Salt zones can range in width from a few feet to hundreds of feet. Besides contamination or corrosion, salt zones can flow unevenly around well casing, causing irregular external loading that can ultimately result in a partial collapse of the casing or complete well failure. The effects of loading from salt creep can be modeled using a finite element analysis tool. This analysis helps determine an optimized slurry system capable of overcoming the chemical challenge of a brine attack, while developing optimum mechanical properties for the life of the well, short and long term.

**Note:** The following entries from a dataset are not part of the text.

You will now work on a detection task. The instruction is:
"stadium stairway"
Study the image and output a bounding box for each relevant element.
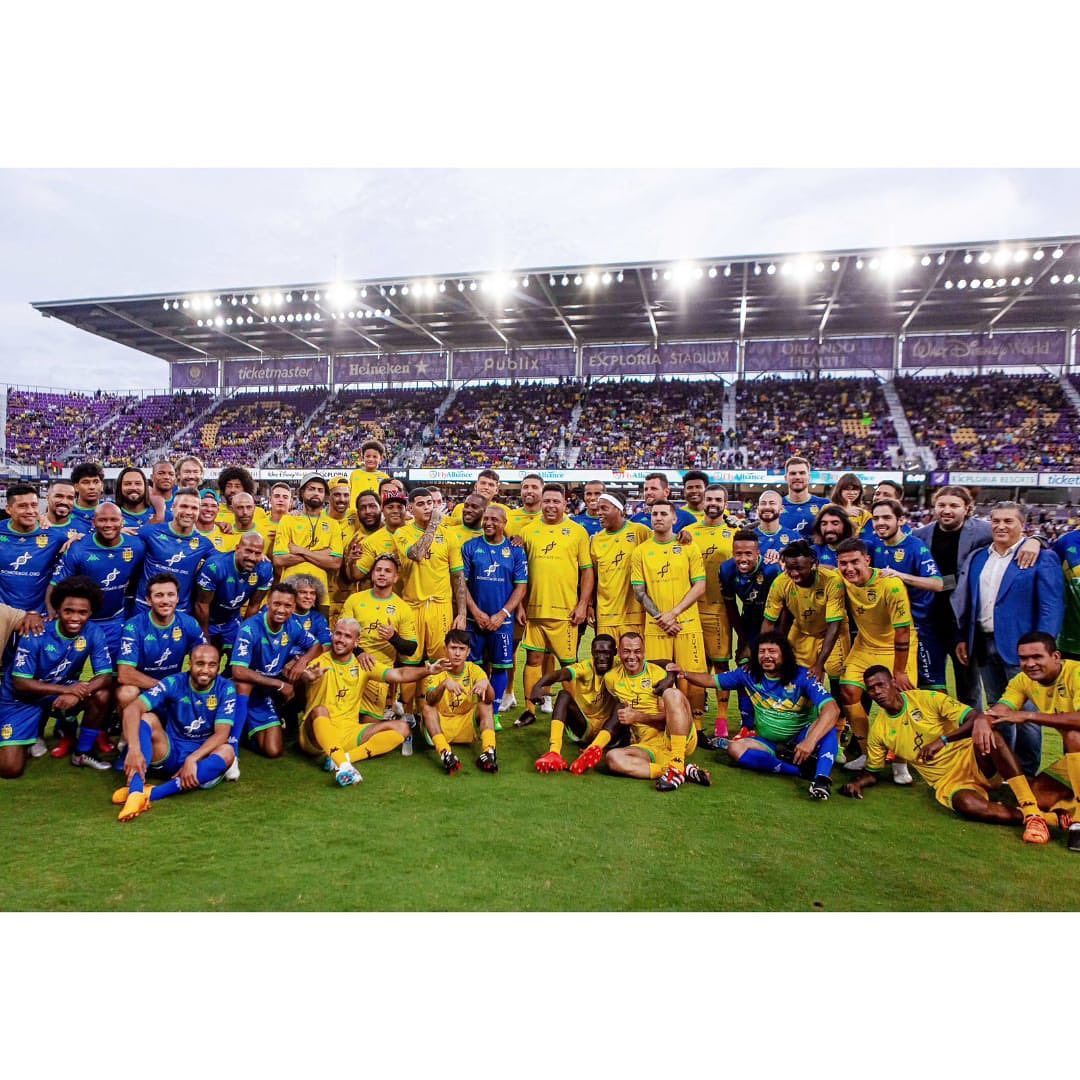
[61,400,131,463]
[561,399,585,466]
[159,391,226,457]
[882,379,932,468]
[722,381,738,436]
[1058,373,1080,421]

Conventional slurry systems are prone to shrinkage during curing and can be susceptible to destabilization even in the less harsh environments of dry CO2. More threatening is CO2 gas in the presence of water because it can produce carbonic acid that may contact and slowly weaken cement by a chemical conversion called carbonation. In some cases, the cement may lose enough strength to potentially impair zonal isolation integrity. Therefore, the cement system should be designed to overcome destabilization from chemically-induced corrosion at any point during the life of the well.
Halliburton has a number of corrosion-resistant cement systems that can be tailored to specific well requirements – reservoir type, reservoir properties, temperatures, pressure, and the injected gas composition are some of the factors to consider when selecting the ideal sealant. These cement systems include low- or non-Portland systems, resin blends, slurries with optimized mechanical properties.